You've said it yourself: "the big selling point was being faster."
And yes, there is obviously some marginal value for Google in simply making web experience as fast as possible because it keeps people using the web. But that extended web use is of no good to them if users are doing so at non-Google properties that don't see Google ads, so it seems implausible that control was not a key motivator.
Extended web use is often punctuated by google searches, even if a lot of the engagement happens on non-Google properties. If slowness causes people to get bored and go do something else, Google suffers.
Google considers itself the ultimate place for programming on Earth. The open Java reimplementation, the state of the art just-in-time compiler (I know the designer), and Octane and extension architecture were imho the main reason to take over the browser platform. Microsoft dominated PC programming. Google would dominate Internet programming. This is why they started the chrome team and de-funded Firefox.
disclaimer: ex-Googler 2013-2018
Many around these parts still believe this, and that Facebook is trying to connect everyone, and that Tesla wants to accelerate renewable energy. Such altruism!
This is not "surveillance capitalism". It is surveillance in guise of capitalism.
Their concern about losing the ability to "personalize" ads smacks of NSA/GCHQ concern that they can't reliably track X percent of the population (UBO/pihole/etc users). Sure, Google makes a ton of money from ads, but with their stranglehold on the search, mobile, navigation, and video markets, do they really need to make such a controversial change just to squeeze a few extra million a year out of Ads?
No. There's plenty of other ways to make money for their business, there aren't many other ways to remain in good standing with and funded by the surveillance state. There's something else at play here.

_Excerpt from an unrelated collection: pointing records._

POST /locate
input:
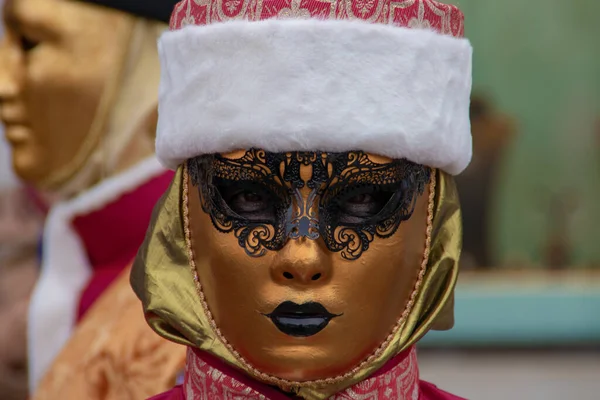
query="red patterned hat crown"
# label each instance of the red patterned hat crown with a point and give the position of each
(430, 14)
(389, 77)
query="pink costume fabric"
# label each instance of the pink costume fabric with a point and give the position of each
(207, 377)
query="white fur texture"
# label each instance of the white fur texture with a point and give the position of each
(285, 85)
(66, 269)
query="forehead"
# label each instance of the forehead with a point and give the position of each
(233, 155)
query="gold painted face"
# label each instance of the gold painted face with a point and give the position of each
(55, 60)
(307, 260)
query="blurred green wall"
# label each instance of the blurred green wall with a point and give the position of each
(539, 60)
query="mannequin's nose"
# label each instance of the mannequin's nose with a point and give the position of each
(302, 262)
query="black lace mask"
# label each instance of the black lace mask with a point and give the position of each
(351, 201)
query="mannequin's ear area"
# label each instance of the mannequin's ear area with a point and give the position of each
(445, 320)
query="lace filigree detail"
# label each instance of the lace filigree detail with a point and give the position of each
(336, 180)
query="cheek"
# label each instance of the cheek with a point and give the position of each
(230, 277)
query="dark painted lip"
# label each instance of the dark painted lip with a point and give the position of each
(301, 320)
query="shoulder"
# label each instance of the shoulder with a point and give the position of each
(432, 392)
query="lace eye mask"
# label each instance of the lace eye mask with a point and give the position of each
(346, 199)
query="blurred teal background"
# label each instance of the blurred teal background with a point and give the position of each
(539, 61)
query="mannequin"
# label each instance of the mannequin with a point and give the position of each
(78, 97)
(312, 233)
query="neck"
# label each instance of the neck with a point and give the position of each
(397, 379)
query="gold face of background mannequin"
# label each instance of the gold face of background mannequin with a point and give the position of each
(57, 58)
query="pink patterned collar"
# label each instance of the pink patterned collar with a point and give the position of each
(207, 377)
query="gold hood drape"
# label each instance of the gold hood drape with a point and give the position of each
(164, 282)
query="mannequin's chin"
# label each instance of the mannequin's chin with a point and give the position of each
(29, 166)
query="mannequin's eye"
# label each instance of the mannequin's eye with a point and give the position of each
(251, 201)
(360, 205)
(28, 44)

Google became 'evil' as soon as it realised that exploiting user data was the route to profit. We live in the information age - any for-profit business is going to pursue that which makes it the most profit.

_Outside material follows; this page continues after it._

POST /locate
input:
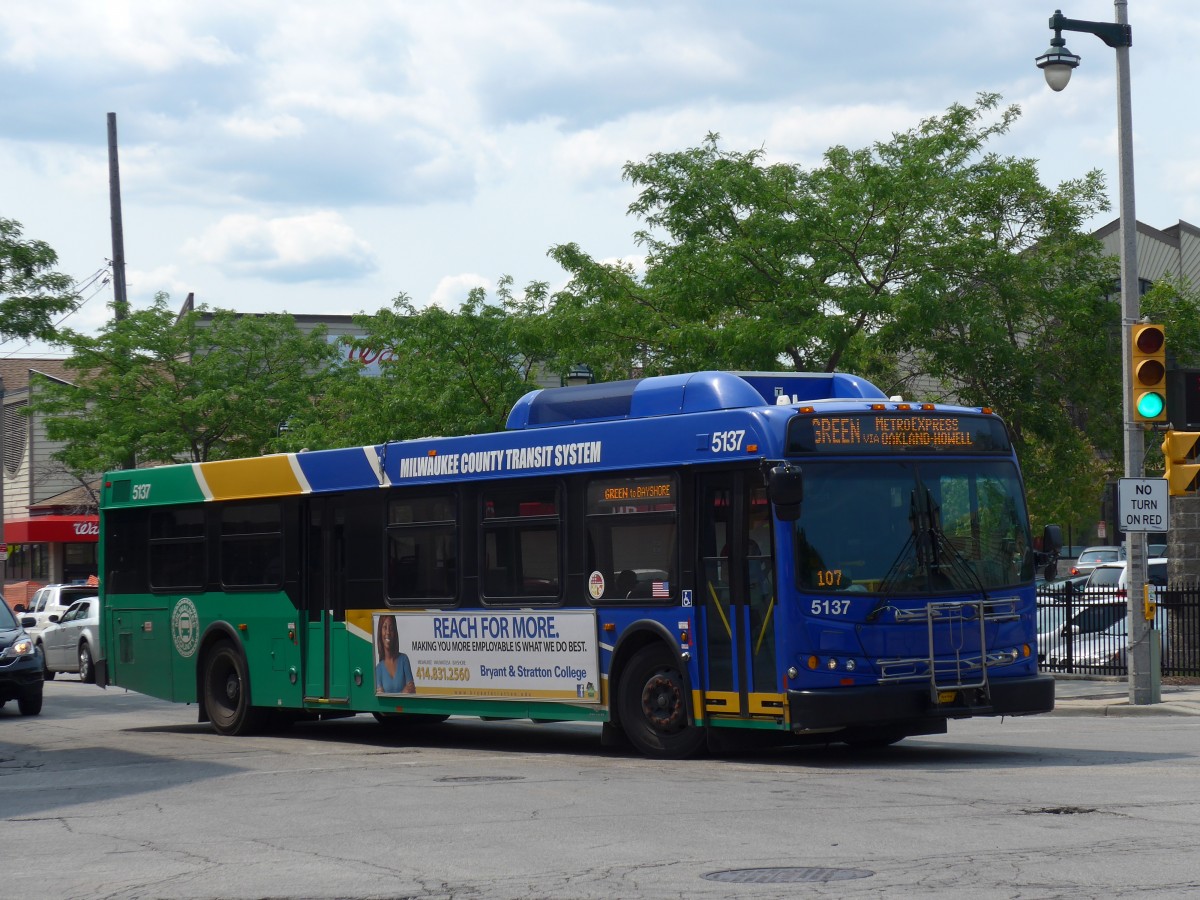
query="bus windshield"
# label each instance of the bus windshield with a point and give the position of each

Since most people are used to the idea of online services being 'free' - they got used to the relationship imbalance, and few companies ever really inform their users about exactly how much value their usage produces.
The surveillance aspect is definitely real - but I suspect it emerged over time as Google was forced to work with law enforcement, security services etc as its reach and power grew.
Nevertheless, they offer good products. I'm not sure the negativity is really warranted.
I've yet to hear about a case of anybody being hurt by Google collecting data to them and serving ads?
Can't you find them with Bing?
Give an example!
It's a problem if Google bans your account, and you built everything on your services. But that is not the same thing, and any other company banning you from doing business with them would also hurt.
FWIW, I find Firefox’s support for multiple profiles fine - it just requires the -P argument, which you can wrap up in a shortcut or launcher script. (On Windows, add -no-remote to force a new instance to launch). -P takes an optional profile name, so you can add it to your scripts to auto-launch a Firefox with a particular profile preloaded.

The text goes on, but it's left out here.